Inferred data provide recommendations and advice to the patient if necessary. If abnormal conditions are detected, in this case, the system must send alerts to the medical staff or the patient's family or his neighbors, or in an emergency, the call center and teams intervention. They can also lead to an action on the machines and actuators in the habitat. Inferred data can help the doctor diagnose the patient by providing information of the evolution of his health.
The rules are defined by medical experts and can change over time. Rules can also be generated after a data mining done on the databases. As data mining is probabilistic, rules must be validated by medical experts.
For each new event (data collection), the inference engine is started to try to apply the rules of this new data. If new data is generated by the inference engine, then resume the process from start, taking the new data as new events. This process stops when there are no rules to fire or that rules do not generate new knowledge.
In this paper we proposed a solution for managing data and detect anomalies in a telemonitoring system.
Telemonitoring systems are based on the collection of information from physiologies, environmental or behavioral sensors. In the first systems, these data were interpreted by physicians directly. But with technological advancement, expert systems have been developed for the automatic processing of data.
We studied various proposals and solutions existing in literature and we presented the most important.

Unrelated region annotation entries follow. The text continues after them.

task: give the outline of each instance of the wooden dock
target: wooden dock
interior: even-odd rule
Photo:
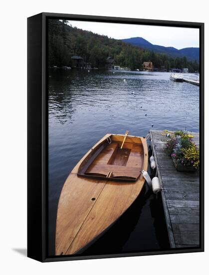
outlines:
[[[191,83],[191,84],[200,86],[200,80],[198,78],[192,78],[188,77],[184,78],[184,81],[188,83]]]
[[[198,172],[179,172],[164,150],[163,130],[150,130],[161,187],[171,248],[200,246],[200,178]],[[193,132],[199,145],[199,133]]]

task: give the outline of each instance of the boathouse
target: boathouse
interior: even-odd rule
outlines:
[[[92,68],[91,63],[83,60],[83,58],[78,56],[71,56],[72,68],[76,68],[89,69]]]
[[[106,60],[105,68],[107,70],[114,70],[115,61],[111,56]]]
[[[178,68],[171,68],[171,72],[182,72],[182,70]]]
[[[182,69],[182,72],[189,72],[189,68],[183,68]]]
[[[147,72],[153,72],[153,64],[152,62],[149,61],[148,62],[144,62],[142,64],[143,70]]]

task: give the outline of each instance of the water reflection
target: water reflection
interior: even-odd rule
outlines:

We proposed a general solution that relies on the use of different types of ontologies, an ontology management system, and domain ontologies.
Using ontologies, this solution is generic, sharable and can communicate with other systems without ambiguities.
This solution is based on inference to detect anomalies and changes in patient's state. This inference is based on rules that are defined by medical experts or generated by a data mining followed by a validation by medical experts.